To kickstart this project, Cisco listed all the possible activities their advocates could engage in within the Cisco Insider Advocates community (powered by Influitive) and bucketed them into four distinct levels of effort: low, medium, high, and very high actions. Cisco really needed to dig deep to understand what was crucial to their business. For example, were advocates joining webinars more important to them than advocates sharing content on social platforms? To ensure consistent categorization, the Cisco team considered both the level of ease needed by advocates to perform the action and the impact that action would have on the wider Cisco business.

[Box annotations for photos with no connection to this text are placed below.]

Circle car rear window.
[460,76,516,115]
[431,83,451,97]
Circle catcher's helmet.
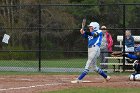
[135,46,140,52]
[88,22,100,30]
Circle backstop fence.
[0,4,140,72]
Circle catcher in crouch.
[123,46,140,80]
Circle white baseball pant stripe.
[85,45,100,71]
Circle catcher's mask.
[133,60,140,72]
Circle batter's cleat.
[71,79,82,83]
[105,76,111,82]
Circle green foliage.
[41,87,139,93]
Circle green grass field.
[0,58,116,68]
[0,59,87,68]
[41,87,140,93]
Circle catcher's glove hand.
[111,51,123,57]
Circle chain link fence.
[0,4,140,72]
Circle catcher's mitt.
[111,51,122,57]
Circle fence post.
[38,4,41,72]
[123,4,125,72]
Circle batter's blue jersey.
[83,30,103,47]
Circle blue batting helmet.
[135,46,140,52]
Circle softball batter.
[71,22,110,83]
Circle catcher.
[123,46,140,80]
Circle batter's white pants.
[85,46,100,71]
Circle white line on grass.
[0,83,64,91]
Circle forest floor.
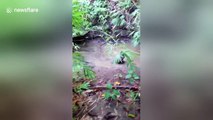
[74,39,140,120]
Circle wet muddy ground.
[75,39,140,120]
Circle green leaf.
[106,83,112,89]
[104,90,111,99]
[126,74,132,79]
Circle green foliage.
[128,91,139,101]
[114,49,140,83]
[72,52,95,80]
[74,82,89,93]
[83,0,140,47]
[72,0,91,37]
[104,83,120,100]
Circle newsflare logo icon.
[6,8,13,14]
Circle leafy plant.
[114,49,140,83]
[128,91,140,101]
[74,82,89,93]
[72,52,96,80]
[104,83,120,100]
[72,0,91,37]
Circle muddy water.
[80,39,140,80]
[77,39,140,120]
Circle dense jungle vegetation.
[72,0,140,120]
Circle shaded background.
[141,0,213,120]
[0,0,72,120]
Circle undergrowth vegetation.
[72,0,140,119]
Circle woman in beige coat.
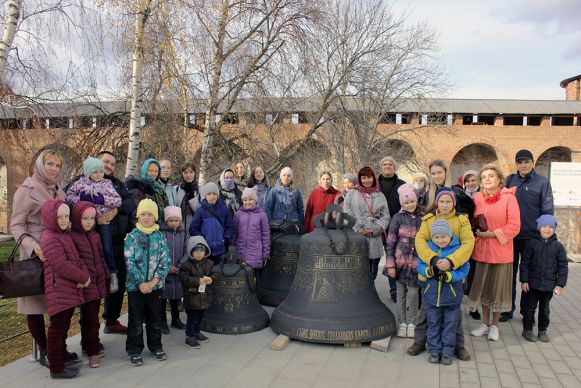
[10,150,65,366]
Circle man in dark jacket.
[500,150,554,322]
[379,156,405,303]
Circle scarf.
[482,187,502,204]
[180,181,198,201]
[135,222,159,234]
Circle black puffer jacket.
[520,234,568,291]
[178,257,217,310]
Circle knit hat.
[514,150,535,162]
[187,236,212,257]
[341,172,357,185]
[81,204,97,217]
[397,183,418,205]
[83,156,104,178]
[137,198,159,221]
[242,186,258,201]
[280,167,294,179]
[434,187,456,207]
[379,156,397,170]
[430,218,454,237]
[163,206,182,223]
[200,182,220,199]
[462,170,478,186]
[537,214,557,230]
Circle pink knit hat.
[397,183,418,205]
[163,206,182,222]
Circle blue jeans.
[427,305,460,356]
[97,224,117,273]
[186,309,205,337]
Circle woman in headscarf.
[343,167,390,280]
[264,167,305,230]
[218,168,242,217]
[10,150,65,366]
[125,159,169,224]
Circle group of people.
[11,150,567,378]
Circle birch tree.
[0,0,21,81]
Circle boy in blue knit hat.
[519,214,568,342]
[418,218,470,365]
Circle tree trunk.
[125,0,151,176]
[198,0,230,184]
[0,0,21,82]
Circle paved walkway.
[0,263,581,388]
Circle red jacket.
[472,187,520,264]
[71,201,111,303]
[40,199,89,316]
[305,186,341,233]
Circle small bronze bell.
[271,205,396,344]
[201,247,269,334]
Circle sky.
[386,0,581,100]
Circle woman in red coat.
[71,201,111,368]
[40,199,91,378]
[305,171,341,233]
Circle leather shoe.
[454,347,470,361]
[407,342,426,356]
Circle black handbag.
[0,233,44,299]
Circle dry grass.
[0,297,127,366]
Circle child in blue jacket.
[190,182,235,264]
[418,218,470,365]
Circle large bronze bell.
[256,233,301,306]
[271,205,396,344]
[201,247,269,334]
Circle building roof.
[0,97,581,119]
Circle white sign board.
[549,162,581,207]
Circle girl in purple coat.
[40,199,91,378]
[234,188,270,268]
[384,183,424,338]
[71,201,111,368]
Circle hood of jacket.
[71,201,97,232]
[40,199,68,232]
[187,236,212,257]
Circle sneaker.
[153,349,167,361]
[89,355,101,368]
[499,313,512,322]
[522,330,537,342]
[407,342,426,356]
[539,331,551,342]
[196,333,210,343]
[407,323,416,338]
[129,354,143,366]
[470,310,482,321]
[109,272,119,294]
[103,321,127,334]
[50,366,79,379]
[186,337,202,349]
[397,323,408,338]
[470,323,490,337]
[428,353,440,364]
[440,354,452,365]
[488,325,500,341]
[454,346,470,361]
[171,318,186,330]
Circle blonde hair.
[477,163,504,187]
[426,159,450,212]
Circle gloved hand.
[436,267,452,283]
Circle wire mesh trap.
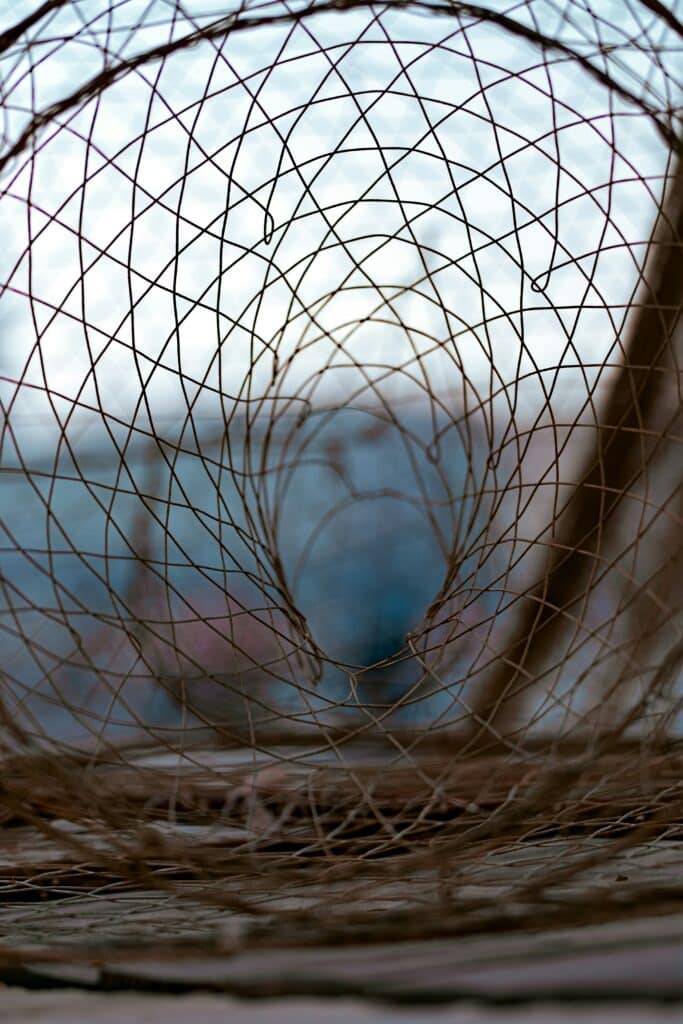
[0,0,683,959]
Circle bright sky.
[0,0,679,456]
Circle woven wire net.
[0,0,683,956]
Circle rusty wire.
[0,0,683,955]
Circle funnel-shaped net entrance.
[0,0,683,956]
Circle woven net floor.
[0,0,683,964]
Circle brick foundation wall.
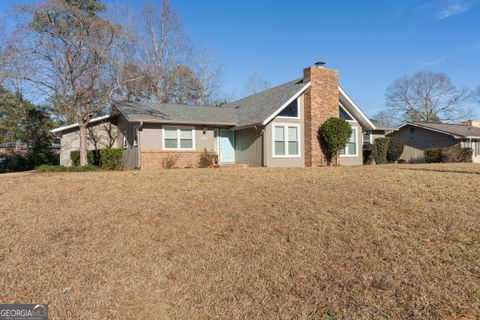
[303,67,339,167]
[140,151,202,170]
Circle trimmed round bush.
[387,137,405,162]
[318,117,352,165]
[373,138,390,164]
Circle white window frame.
[339,127,363,158]
[271,122,302,158]
[362,131,373,144]
[463,139,473,149]
[162,126,195,151]
[338,102,357,122]
[277,98,300,120]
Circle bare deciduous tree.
[386,72,471,122]
[245,73,271,95]
[193,50,225,105]
[373,110,401,127]
[11,0,134,165]
[140,0,188,101]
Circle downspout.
[136,121,143,169]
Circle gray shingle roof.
[223,79,307,127]
[114,79,307,127]
[410,122,480,138]
[114,101,237,125]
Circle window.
[363,132,372,144]
[338,106,353,121]
[340,128,358,157]
[163,127,195,150]
[278,99,299,119]
[273,124,300,158]
[123,132,128,149]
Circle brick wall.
[303,67,339,167]
[140,151,202,170]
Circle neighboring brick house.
[387,121,480,163]
[52,65,384,169]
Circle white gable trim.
[338,86,375,130]
[262,82,310,125]
[50,115,110,133]
[338,101,357,122]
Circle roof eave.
[261,81,311,125]
[338,86,376,130]
[50,115,112,135]
[135,119,237,127]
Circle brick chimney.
[461,120,480,127]
[303,63,339,167]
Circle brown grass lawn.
[0,165,480,319]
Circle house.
[0,141,60,156]
[387,121,480,163]
[52,64,385,169]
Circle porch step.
[218,163,248,168]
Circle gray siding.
[263,94,305,167]
[60,119,119,167]
[139,123,216,152]
[338,121,363,166]
[388,126,458,162]
[235,128,263,167]
[117,116,139,169]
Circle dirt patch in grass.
[0,166,480,319]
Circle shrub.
[70,148,123,170]
[35,164,69,172]
[373,138,390,164]
[68,164,98,172]
[198,149,218,168]
[423,148,446,163]
[99,148,123,170]
[318,118,352,165]
[387,137,405,162]
[444,146,473,162]
[363,143,373,164]
[70,150,100,167]
[0,154,33,173]
[424,146,473,163]
[162,154,180,169]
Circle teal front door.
[218,129,235,163]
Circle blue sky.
[0,0,480,116]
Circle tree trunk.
[78,122,88,166]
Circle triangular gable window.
[338,106,353,121]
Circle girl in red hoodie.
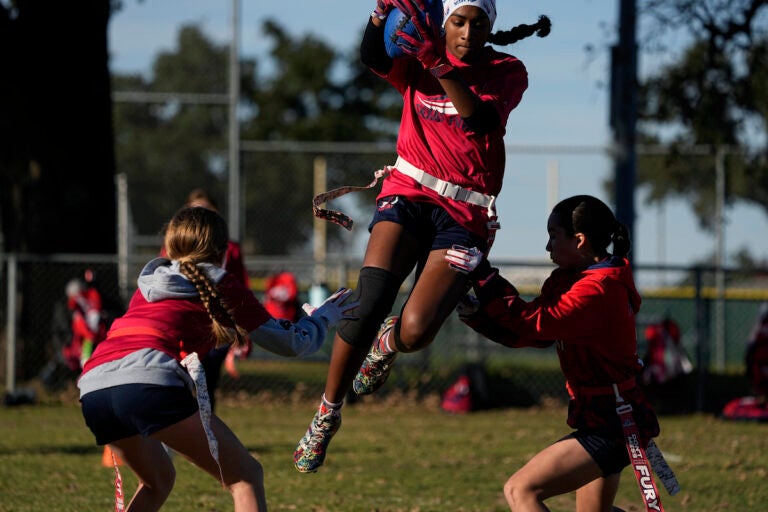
[78,207,357,512]
[446,195,659,512]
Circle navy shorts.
[80,384,198,445]
[563,430,629,476]
[368,196,488,252]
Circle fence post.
[5,254,17,394]
[693,267,709,412]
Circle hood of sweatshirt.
[138,258,227,302]
[585,256,642,313]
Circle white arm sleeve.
[248,316,328,357]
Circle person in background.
[264,270,301,322]
[294,0,550,473]
[446,195,660,512]
[62,269,107,372]
[78,207,356,512]
[160,188,251,409]
[744,302,768,406]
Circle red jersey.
[467,257,659,441]
[83,274,272,373]
[378,46,528,238]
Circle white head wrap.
[443,0,496,29]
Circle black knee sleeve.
[336,267,401,347]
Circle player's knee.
[336,267,401,347]
[394,314,434,352]
[504,475,543,511]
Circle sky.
[109,0,768,265]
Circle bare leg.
[109,436,176,512]
[152,414,267,512]
[504,439,618,512]
[325,222,467,402]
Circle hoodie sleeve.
[248,316,328,357]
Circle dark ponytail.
[488,14,552,46]
[552,195,632,258]
[611,221,632,258]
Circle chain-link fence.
[0,255,768,410]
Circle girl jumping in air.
[294,0,550,472]
[447,195,666,512]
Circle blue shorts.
[80,384,198,445]
[563,430,629,476]
[368,196,488,252]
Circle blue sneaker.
[352,316,398,395]
[293,404,341,473]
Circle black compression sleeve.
[360,20,392,75]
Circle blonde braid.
[179,261,246,347]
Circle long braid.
[179,261,246,346]
[488,14,552,46]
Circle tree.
[638,0,768,228]
[0,0,116,253]
[114,21,399,255]
[113,26,242,240]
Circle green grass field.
[0,388,768,512]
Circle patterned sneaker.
[352,316,398,395]
[293,404,341,473]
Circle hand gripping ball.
[384,0,443,59]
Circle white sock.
[323,393,344,410]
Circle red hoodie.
[465,257,659,441]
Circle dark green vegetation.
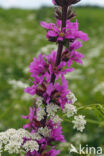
[0,8,104,156]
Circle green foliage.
[0,7,104,156]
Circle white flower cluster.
[36,97,43,107]
[66,92,77,104]
[52,115,63,123]
[46,103,59,116]
[72,115,86,132]
[63,92,77,118]
[36,97,62,123]
[22,140,39,152]
[36,97,46,121]
[37,107,46,121]
[46,102,62,123]
[63,103,77,118]
[38,126,51,137]
[63,92,86,132]
[0,129,41,154]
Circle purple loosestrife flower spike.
[22,0,88,156]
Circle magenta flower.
[40,20,88,42]
[23,0,88,156]
[46,149,60,156]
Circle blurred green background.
[0,7,104,156]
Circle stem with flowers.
[0,0,88,156]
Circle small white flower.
[38,126,51,137]
[36,97,43,107]
[66,92,77,104]
[23,140,39,152]
[37,107,46,121]
[46,103,59,116]
[31,133,41,140]
[0,128,41,154]
[4,141,20,154]
[72,115,86,132]
[52,115,63,123]
[63,103,77,118]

The team then agreed on the following scoring system:
- Low Actions: 0.5
- Medium Actions: 1
- High Actions: 50
- Very High Actions: 100
“We needed to have considerable numerical differences between the higher and lower actions to avoid instances where advocates who have completed a large number of lower activities ended up with higher lead scores than advocates who performed 1-2 high actions but were more selective with the low action activities they completed,” said Rahman.
Lastly, the team needed to come up with a plan to track high-value actions that could not be automatically verified through activity completions in Influitive. For example, Cisco could run a “hand raiser survey” to confirm an advocate’s interest in speaking at a digital Cisco event, but there was no way to automatically track whether that advocate followed through on the action. Instead, the day-to-day community team would need training to learn how to manually track that high-value action consistently.
Once the logistics were confirmed, Cisco partnered with Influitive to discuss the implementation and walk through a mock-up visualization for how this could be designed using Influitive’s powerful reporting mechanics. Influitive’s Practice Manager for Reporting, Laura-Lee Chen, took Cisco’s vision and created a detailed dashboard that met Cisco’s needs.
Implementing and Presenting the Model
Creating the model was only half the battle; Rashik and the team still needed to get internal buy-in and show the value of the model to the larger Cisco Customer Advocacy organization.
To do this, Rashik provided a live demonstration of the Customer Engagement Lead Scoring dashboard to the entire Cisco Global Advocacy team.
“The presentation was a huge success—my inbox was full of messages from teammates eager to learn more,” said Rahman.
After the meeting, Rashik met with the core advocacy community team to educate them on the model and discuss the appropriate cadence for reporting. Ahead of the meeting, he created a how-to guide detailing what information needed to be logged by the community team, including the number of points each activity was worth.
Next Steps and The Partnership
“It is important to highlight how important Laura-Lee, Christina, and the rest of the Influitive team were in bringing this model to life and in a record time of 3-4 months,” said Rahman. “We truly value the partnership, expertise, and professionalism we receive each day from our partners at Influitive. Cisco sees Influitive as an extension of their Global Advocacy team and their commitment to pushing Cisco to innovate is unmatched.” Rashik and the team will continue to iterate on their model as more advocacy activities get tracked.